Однако комментатор С.И. Тимина не указала ничего, кроме даты публикации статьи в газете. Между тем название «О тяжести недоброй» однозначно отсылало к строке Осипа Мандельштама из стихотворения «Notre Dame» (1912):
Но чем внимательней, твердыня Notre Dame, Я изучал твои чудовищные ребра, Тем чаще думал я: из тяжести недоброй И я когда-нибудь прекрасное создам.
Нетрудно представить себе, почему комментатор не указала очевидное - в статье Осип Мандельштам не упоминается вообще. И именно здесь возникает коллизия «газетная полоса» - «книжная страница». Дело в том, что на той же самой с. 3 «Вечерней красной газеты», где в «подвале» опубликовано рассуждение «О тяжести недоброй», в крайней правой колонке в верхней полосе газетного листа находится объявление «Новые книги», где в разделе «Вышли из печати» читаем: «О. Мандельштам. Стихотворения. Ц. 1 р. 75 к.».
Так именно газетная полоса, на которой единственный раз в этой газете была прорекламирована книга О. Мандельштама, оказывается ключом к статье Наума Берковского. Теперь вспомним, что в 1929 г. Наум Берковский опубликовал известную статью «О прозе Мандельштама» в «Звезде» (1929, № 5). Эта статья входила в сборник «Текущая литература», не входила в книгу 1985 г. и вошла в раздел книги «Мир, создаваемый литературой» (притом статья «О тяжести недоброй» вошла в другой раздел - «"Бремя проблем и смыслов" (Литература и действительность)»1.
Обратившись к статье «О прозе Мандельштама», мы сразу же видим, что эта статья начинается не столько с Мандельштама, сколько с прозы Пастернака. И этот контекст мы тоже будем учитывать.
К проблеме чтения и восприятия критической статьи...
Все это заставляет нас вернуться в газетно-журнальную реальность 1928-1929 гг., отказавшись от идеи какого бы то ни было использования книжной продукции 30-х, 60-х или 80-х гг. XX в.
Итак: «Эстетизм в наши дни полуузнаваем. В эпоху Брюсова и Михаила Кузмина он был сладкий, ретроспективный и "мечтательный", выламывал приятные кусочки из древностей, тоненько и брезгливо обнюхивал современность, алкал красивостей и условностей».
Слово «условности» в сочетании с именем Михаила Кузмина однозначно указывает на книгу «Условности» 1923 г., а слова о «выламывании кусочков из древностей»2 в сочетании с «тоненько» и именем автора «тяжести недоброй» отсылают к стихотворению «Невыразимая печаль» 1909 г.:
Немного красного вина, Немного солнечного мая -И, тоненький бисквит ломая, Тончайших пальцев белизна.
Что же касается В.Я. Брюсова, то наиболее яркая его статья об «условностях» была написана в 1902 г.

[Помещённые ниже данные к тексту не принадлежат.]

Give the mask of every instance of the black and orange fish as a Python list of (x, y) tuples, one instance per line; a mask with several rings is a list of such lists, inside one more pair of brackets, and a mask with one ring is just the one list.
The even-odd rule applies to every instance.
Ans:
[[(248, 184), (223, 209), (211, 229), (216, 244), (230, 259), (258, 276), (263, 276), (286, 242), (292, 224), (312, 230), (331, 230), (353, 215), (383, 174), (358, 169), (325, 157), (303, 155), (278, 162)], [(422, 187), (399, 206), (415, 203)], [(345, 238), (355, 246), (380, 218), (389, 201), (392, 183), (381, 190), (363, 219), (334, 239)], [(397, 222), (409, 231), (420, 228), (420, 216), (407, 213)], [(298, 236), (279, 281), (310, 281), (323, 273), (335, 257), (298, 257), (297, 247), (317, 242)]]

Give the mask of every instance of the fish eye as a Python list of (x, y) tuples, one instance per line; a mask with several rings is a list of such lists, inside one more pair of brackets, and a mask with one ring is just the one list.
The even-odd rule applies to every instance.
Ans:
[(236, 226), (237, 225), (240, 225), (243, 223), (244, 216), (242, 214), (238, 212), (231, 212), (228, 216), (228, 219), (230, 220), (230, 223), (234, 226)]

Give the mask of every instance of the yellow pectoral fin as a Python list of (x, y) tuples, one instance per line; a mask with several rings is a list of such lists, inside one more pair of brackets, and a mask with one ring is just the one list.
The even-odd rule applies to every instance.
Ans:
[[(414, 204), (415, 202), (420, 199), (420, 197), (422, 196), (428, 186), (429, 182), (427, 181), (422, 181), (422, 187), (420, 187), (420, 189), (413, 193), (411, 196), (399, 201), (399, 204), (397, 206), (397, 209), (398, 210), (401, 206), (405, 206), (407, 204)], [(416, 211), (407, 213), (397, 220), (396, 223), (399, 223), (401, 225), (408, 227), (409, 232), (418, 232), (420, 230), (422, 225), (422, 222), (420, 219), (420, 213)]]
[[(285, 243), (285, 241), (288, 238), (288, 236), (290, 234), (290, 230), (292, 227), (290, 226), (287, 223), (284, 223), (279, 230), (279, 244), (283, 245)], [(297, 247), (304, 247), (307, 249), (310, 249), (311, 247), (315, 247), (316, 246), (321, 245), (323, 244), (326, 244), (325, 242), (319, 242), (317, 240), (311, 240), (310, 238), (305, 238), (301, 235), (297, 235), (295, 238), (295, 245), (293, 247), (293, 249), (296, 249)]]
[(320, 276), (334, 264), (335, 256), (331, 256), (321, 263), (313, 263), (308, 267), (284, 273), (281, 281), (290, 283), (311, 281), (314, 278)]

Это «Ненужная правда (по поводу московского Художественного театра)», где читаем: «Но если б Художественный театр и был смелее, все равно он не выполнил бы своих намерений. Воспроизвести правдиво жизнь на сцене - невозможно. Сцена по самому своему существу - условна. Можно одни условности заменить другими и только. Во времена Шекспира ставили доску с надписью "лес". Еще недавно у нас довольствовались задней картиной леса с боковыми кулисами, изображающими деревья, ветви которых непостижимым образом сплетаются на небе. Впоследствии будут устраивать лес из искусственных пластических деревьев, с круглыми стволами, с листвой, или даже из живых деревьев, корни которых будут крыться в кадках под сценой <...> И все это последнее слово сценической техники, как и шекспировская надпись, будет для зрителя только напоминанием, только символом леса. Современный зритель вовсе не вводится в иллюзию нарисованным деревом, но он знает, что под данным полотном с сеткой должно подразумевать дерево. Точно так же зритель Елисаветинского театра подразумевал лес под надписью, а зритель будущего времени будет знать, что под выставленным на сцене деревцем надо подразумевать дерево, естественно растущее. Декорация - только указание воображению, в каком
Л.Ф. Кацис
направлении ему работать. На античных сценах актер, изображавший человека, идущего с чужбины, входил слева. В Художественном театре актера впускают в маленькую прихожую, где он снимает шубу и ботики, в знак того, что он пришел издалека. Но кто же из зрителей забудет, что он пришел из-за кулис! Чем условность снимания шубы тоньше той условности, что актер, выходящий слева, идет с чужбины?»3.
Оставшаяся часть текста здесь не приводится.